Peter Bradshaw 

The Raven – review

A satirical nightmare about a washed-up Edgar Allen Poe taking on a serial killer inspired by his stories has some nice touches, writes Peter Bradshaw
  
  

john cusack in the raven
Ripper yarns … The Raven Photograph: PR

Literary journalism and celebrity are the subjects of this satirical nightmare fictionalising the last days of Edgar Allan Poe, who was found before his death in 1849 roaming the streets of Baltimore in a state of delirium; it is directed by James McTeigue and written by Hannah Shakespeare and Ben Livingston. John Cusack is wittily cast as the washed-up Poe. He is on the skids, always broke and hungover; the city's newspaper will no longer publish his literary reviews and the glory days of his celebrated macabre tales are a distant memory.
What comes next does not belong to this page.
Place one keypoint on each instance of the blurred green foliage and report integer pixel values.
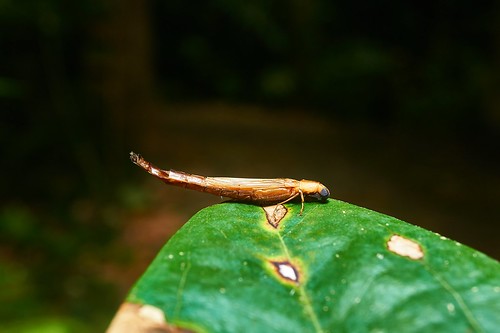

Then a serial killer and No 1 Poe fan starts rampaging through the city, re-enacting the plots of classic stories such as The Murders in the Rue Morgue and The Pit and the Pendulum, daring Poe to catch him and write a late masterpiece about it all. There's a bit of Saw and Se7en here, as well as Vincent Price in Theatre of Blood; Stephen King's Misery and Updike's Bech Noir spring to mind, and it's a nice touch to give Baltimore a serial killer over a century before Dr Hannibal Lecter was employed by the Johns Hopkins Medical Centre in that city. It runs out of steam in the final 10 minutes, but there's some gruesome drama and Cusack is on decent form.

• This review was amended on Friday 9 March 2012 because the original named a Vincent Price film as "House of Blood". In fact the film is called Theatre of Blood. This has been corrected.